Apparently even Currier and Ives knew better than to mention Christmas in the same breath as winter. Yet there is no doubt the consuming public recognized the spirited flavour of the company’s lithographs. To this day popular commercial outlets like Sirius XM have a channel devoted solely to the “Holiday Season“. Not unexpectedly it is replete with historic and so-called “classic” Christmas music surrounding the Christian feast. The insinuation is however far less abrasive than might have once been sustained when people actually harboured mystical additives. Now the spiritual lyrics are viewed as apocryphal or suggestive only, perhaps pagan at their roots, but by many certainly not revitalized by any degree of legitimacy or authenticity.
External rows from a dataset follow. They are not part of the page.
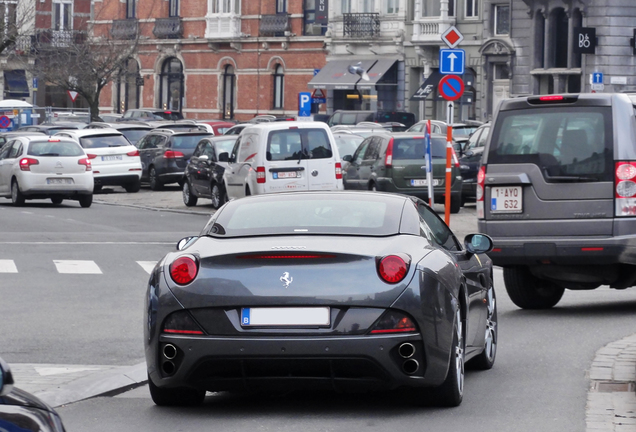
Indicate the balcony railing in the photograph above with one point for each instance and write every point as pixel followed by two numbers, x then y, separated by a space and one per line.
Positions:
pixel 361 25
pixel 125 29
pixel 168 28
pixel 274 25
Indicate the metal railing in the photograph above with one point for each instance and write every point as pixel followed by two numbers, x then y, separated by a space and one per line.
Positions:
pixel 361 25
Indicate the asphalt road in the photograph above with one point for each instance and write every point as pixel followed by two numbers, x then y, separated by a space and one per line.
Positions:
pixel 538 383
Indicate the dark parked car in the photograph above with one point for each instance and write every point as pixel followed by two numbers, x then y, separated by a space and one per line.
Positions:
pixel 470 161
pixel 395 162
pixel 164 155
pixel 557 192
pixel 21 411
pixel 204 172
pixel 329 290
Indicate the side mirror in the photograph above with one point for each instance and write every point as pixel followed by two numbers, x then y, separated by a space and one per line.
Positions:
pixel 6 379
pixel 478 243
pixel 185 242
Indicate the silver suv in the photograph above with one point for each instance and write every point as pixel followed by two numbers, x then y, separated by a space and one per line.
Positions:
pixel 557 192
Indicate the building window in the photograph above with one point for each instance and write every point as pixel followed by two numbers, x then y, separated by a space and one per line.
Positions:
pixel 173 8
pixel 279 87
pixel 229 81
pixel 130 8
pixel 62 15
pixel 171 84
pixel 472 8
pixel 502 20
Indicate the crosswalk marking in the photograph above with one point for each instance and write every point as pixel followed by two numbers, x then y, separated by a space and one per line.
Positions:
pixel 8 266
pixel 147 265
pixel 77 267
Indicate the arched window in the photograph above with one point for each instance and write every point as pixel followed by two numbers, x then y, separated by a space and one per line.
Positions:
pixel 171 87
pixel 229 81
pixel 127 88
pixel 279 88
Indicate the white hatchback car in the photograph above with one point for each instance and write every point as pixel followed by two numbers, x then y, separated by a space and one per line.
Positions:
pixel 282 157
pixel 115 160
pixel 38 167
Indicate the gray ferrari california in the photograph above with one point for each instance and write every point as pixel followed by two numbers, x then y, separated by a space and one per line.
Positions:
pixel 340 290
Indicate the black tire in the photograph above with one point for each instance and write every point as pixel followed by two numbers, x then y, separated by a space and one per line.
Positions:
pixel 486 359
pixel 456 204
pixel 529 292
pixel 217 195
pixel 175 396
pixel 17 198
pixel 86 200
pixel 133 186
pixel 189 198
pixel 153 180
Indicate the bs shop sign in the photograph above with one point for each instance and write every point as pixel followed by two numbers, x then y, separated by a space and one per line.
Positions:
pixel 584 40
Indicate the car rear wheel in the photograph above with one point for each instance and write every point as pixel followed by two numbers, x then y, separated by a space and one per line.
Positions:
pixel 486 359
pixel 86 200
pixel 155 183
pixel 189 198
pixel 530 292
pixel 133 186
pixel 16 196
pixel 175 396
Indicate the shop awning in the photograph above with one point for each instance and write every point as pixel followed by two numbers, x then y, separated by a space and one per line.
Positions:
pixel 15 85
pixel 335 74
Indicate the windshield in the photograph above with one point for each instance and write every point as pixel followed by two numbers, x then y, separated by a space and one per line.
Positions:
pixel 100 141
pixel 296 215
pixel 566 143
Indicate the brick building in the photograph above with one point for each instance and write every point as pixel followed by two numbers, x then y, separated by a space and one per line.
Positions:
pixel 214 59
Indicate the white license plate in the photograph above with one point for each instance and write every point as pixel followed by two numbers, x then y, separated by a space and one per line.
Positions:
pixel 286 174
pixel 436 182
pixel 507 199
pixel 289 316
pixel 59 181
pixel 115 157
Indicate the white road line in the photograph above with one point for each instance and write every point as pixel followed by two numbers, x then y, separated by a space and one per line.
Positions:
pixel 8 266
pixel 147 265
pixel 77 267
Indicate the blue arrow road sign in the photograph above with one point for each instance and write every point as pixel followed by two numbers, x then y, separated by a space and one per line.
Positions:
pixel 452 61
pixel 304 104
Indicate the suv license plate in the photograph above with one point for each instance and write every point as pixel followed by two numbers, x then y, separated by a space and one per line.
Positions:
pixel 506 199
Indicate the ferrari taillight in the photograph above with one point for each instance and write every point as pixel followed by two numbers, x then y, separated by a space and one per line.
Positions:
pixel 394 322
pixel 393 268
pixel 183 270
pixel 181 323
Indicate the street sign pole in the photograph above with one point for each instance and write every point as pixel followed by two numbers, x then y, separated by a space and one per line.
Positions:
pixel 450 114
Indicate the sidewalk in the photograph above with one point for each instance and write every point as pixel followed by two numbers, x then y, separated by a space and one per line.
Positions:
pixel 611 401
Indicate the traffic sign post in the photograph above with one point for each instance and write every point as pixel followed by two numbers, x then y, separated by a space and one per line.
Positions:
pixel 452 61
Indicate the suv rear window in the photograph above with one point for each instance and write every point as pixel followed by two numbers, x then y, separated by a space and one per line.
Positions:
pixel 413 148
pixel 568 144
pixel 296 144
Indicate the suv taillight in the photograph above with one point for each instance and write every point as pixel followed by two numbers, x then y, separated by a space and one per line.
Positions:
pixel 625 189
pixel 481 191
pixel 260 175
pixel 388 162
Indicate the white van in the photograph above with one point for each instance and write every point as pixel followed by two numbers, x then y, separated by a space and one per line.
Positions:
pixel 283 156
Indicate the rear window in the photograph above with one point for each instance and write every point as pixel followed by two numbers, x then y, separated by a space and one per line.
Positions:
pixel 414 148
pixel 187 141
pixel 568 144
pixel 306 215
pixel 101 141
pixel 296 144
pixel 61 148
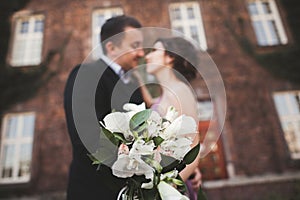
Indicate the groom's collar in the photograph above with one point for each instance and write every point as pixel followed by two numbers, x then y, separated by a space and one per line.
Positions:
pixel 114 66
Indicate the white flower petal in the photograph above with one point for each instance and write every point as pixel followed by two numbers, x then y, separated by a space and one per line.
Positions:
pixel 139 147
pixel 171 114
pixel 167 192
pixel 181 126
pixel 117 122
pixel 134 107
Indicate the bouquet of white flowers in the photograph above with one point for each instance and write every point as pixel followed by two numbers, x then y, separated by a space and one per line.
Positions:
pixel 152 150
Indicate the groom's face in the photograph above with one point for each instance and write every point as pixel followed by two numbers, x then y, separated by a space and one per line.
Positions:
pixel 130 49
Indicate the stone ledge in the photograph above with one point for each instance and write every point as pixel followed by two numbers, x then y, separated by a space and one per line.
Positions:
pixel 243 180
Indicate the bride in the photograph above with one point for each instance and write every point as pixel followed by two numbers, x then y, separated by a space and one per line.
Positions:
pixel 170 61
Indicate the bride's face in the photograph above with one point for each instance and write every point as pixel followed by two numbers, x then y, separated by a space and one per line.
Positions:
pixel 156 58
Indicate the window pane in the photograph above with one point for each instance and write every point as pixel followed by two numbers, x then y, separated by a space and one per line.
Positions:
pixel 194 33
pixel 25 160
pixel 266 7
pixel 8 155
pixel 252 8
pixel 260 33
pixel 24 27
pixel 190 11
pixel 176 15
pixel 39 26
pixel 12 123
pixel 281 105
pixel 28 127
pixel 274 32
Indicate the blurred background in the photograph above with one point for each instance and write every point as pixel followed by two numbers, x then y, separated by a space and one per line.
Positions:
pixel 254 43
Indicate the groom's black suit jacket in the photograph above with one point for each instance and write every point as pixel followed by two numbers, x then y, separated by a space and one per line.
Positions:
pixel 85 181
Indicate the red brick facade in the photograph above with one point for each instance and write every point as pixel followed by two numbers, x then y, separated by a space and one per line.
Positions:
pixel 252 129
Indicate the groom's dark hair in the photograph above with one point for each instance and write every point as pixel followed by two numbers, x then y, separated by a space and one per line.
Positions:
pixel 114 26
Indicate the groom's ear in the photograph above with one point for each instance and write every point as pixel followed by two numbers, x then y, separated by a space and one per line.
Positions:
pixel 169 59
pixel 109 46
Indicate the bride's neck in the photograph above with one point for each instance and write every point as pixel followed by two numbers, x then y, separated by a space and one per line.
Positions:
pixel 166 76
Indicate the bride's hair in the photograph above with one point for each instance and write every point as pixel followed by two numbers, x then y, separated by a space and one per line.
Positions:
pixel 184 54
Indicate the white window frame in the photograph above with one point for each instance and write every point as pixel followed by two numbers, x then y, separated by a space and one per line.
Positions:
pixel 27 47
pixel 264 18
pixel 290 119
pixel 186 23
pixel 17 142
pixel 96 27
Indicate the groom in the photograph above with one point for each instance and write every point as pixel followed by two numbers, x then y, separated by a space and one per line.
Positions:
pixel 120 55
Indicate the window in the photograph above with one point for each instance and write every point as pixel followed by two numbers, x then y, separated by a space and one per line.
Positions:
pixel 186 19
pixel 28 41
pixel 16 147
pixel 267 23
pixel 99 17
pixel 288 109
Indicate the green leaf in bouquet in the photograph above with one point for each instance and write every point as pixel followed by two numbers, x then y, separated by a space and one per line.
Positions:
pixel 137 122
pixel 192 154
pixel 169 163
pixel 111 136
pixel 94 159
pixel 157 140
pixel 177 182
pixel 153 163
pixel 201 195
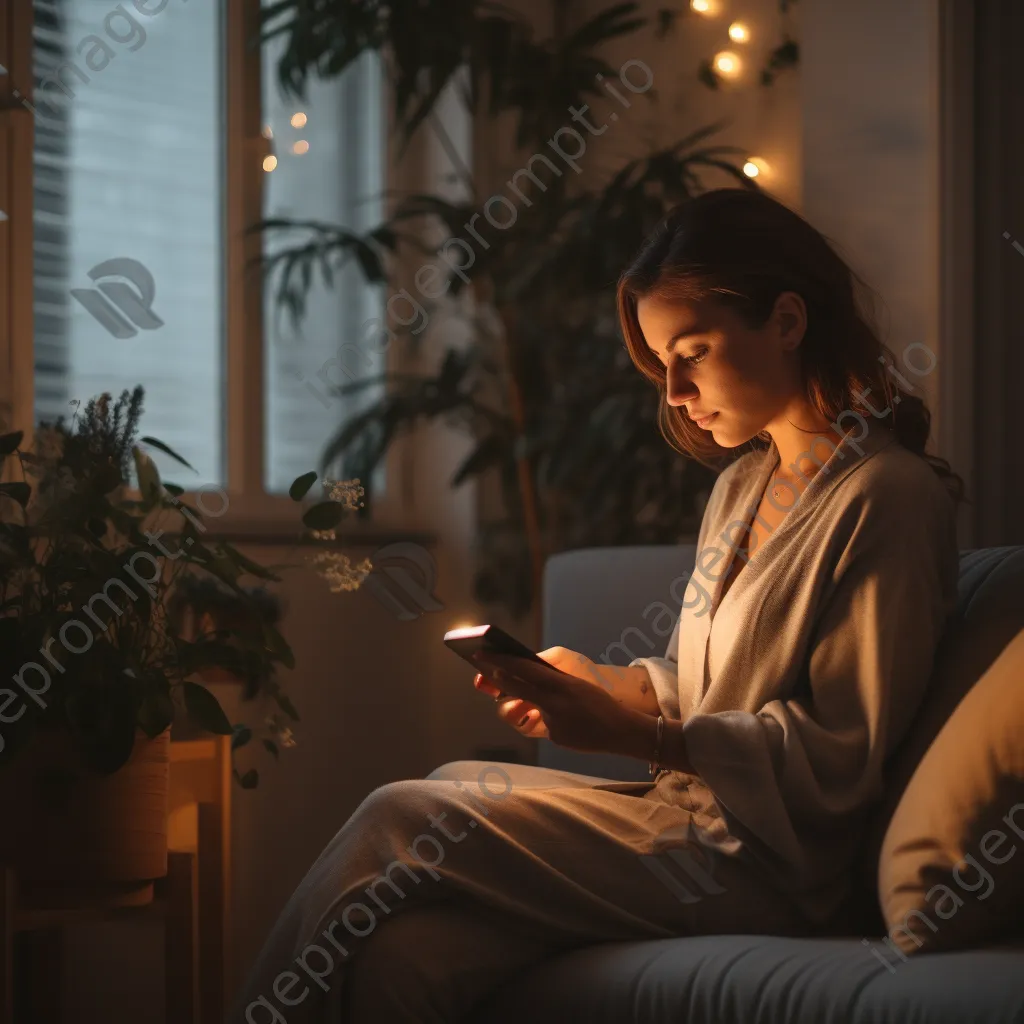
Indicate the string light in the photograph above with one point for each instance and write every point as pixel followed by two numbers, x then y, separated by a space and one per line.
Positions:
pixel 727 64
pixel 755 167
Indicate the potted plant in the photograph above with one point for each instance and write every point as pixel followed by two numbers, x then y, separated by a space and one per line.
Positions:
pixel 545 390
pixel 97 560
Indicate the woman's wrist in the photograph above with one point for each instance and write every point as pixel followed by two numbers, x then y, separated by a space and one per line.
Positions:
pixel 640 740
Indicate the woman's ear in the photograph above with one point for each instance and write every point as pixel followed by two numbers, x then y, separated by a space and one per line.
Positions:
pixel 790 316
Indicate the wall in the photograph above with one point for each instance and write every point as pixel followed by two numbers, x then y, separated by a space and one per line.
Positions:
pixel 870 156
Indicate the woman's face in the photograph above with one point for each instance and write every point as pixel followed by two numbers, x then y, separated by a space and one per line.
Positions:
pixel 744 379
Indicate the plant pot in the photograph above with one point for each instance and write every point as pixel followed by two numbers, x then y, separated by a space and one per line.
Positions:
pixel 78 838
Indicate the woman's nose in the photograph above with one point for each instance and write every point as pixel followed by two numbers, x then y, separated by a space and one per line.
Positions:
pixel 680 387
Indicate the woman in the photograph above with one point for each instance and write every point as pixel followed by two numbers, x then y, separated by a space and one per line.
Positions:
pixel 826 567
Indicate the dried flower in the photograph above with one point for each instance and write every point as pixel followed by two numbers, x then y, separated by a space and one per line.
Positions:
pixel 338 570
pixel 281 732
pixel 346 492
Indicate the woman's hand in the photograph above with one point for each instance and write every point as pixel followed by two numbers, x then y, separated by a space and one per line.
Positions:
pixel 573 712
pixel 525 717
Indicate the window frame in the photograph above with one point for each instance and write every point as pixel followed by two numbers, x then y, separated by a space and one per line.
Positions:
pixel 251 512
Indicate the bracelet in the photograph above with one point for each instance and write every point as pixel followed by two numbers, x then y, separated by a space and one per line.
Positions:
pixel 653 767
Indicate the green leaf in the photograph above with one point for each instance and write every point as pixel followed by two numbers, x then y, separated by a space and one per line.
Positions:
pixel 326 515
pixel 204 709
pixel 9 442
pixel 148 476
pixel 17 492
pixel 301 484
pixel 163 448
pixel 240 736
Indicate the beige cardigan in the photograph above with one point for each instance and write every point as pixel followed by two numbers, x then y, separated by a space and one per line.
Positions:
pixel 795 688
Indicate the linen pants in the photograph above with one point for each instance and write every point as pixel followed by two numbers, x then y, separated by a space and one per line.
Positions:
pixel 437 891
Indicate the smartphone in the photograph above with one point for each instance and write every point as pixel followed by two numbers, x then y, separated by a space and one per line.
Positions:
pixel 467 641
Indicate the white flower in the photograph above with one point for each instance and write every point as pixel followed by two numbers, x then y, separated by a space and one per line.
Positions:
pixel 338 570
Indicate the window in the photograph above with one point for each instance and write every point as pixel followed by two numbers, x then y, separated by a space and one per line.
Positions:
pixel 324 163
pixel 145 170
pixel 127 199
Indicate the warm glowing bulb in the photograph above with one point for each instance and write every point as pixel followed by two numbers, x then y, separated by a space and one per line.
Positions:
pixel 755 166
pixel 727 64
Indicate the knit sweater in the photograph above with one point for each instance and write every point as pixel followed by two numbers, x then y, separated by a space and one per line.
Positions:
pixel 794 688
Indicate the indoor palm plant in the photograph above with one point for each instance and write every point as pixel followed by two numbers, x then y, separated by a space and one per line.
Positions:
pixel 545 389
pixel 95 555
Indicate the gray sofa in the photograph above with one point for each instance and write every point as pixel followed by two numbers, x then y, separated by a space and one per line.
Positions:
pixel 594 602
Currier and Ives was a successful American printmaking firm based in New York City from 1835 to 1907 headed first by Nathaniel Currier, and later jointly with his partner James Merritt Ives. The prolific firm produced prints from paintings by fine artists as black and white lithographs that were hand colored. Lithographic prints could be reproduced quickly and purchased inexpensively, and the firm called itself “the Grand Central Depot for Cheap and Popular Prints” and advertised its lithographs as “colored engravings for the people”. The firm adopted the name “Currier and Ives” in 1857.
Currier and Ives was the most prolific and successful company of lithographers in the U.S. Its lithographs represented every phase of American life, and included the themes of hunting, fishing, whaling, city life, rural scenes, historical scenes, clipper ships, yachts, steamships, the Mississippi River, Hudson River scenes, railroads, politics, comedy, gold mining, winter scenes, commentary on life, portraits, and still lifes.
By my perception – which is admittedly insular and no doubt jaundiced – the imposition of religious principles on others is now undertaken but cautiously (if at all). Certainly there are enclaves wherein the anointed engage a more ambitious entreaty. I respect their blooming attraction to pageantry and theatre. For the balance of the uncultured, unprincipled and rogue middle class the passage from Halloween simply marks the transition to a holiday celebration. I have the advantage in these matters of conscience to have partnered with one who shares my arrogance regarding the salvation of the soul. We may respond differently to the dreadful terror of death in more austere circumstances; for the moment however we’re in the blissful purgatory called life.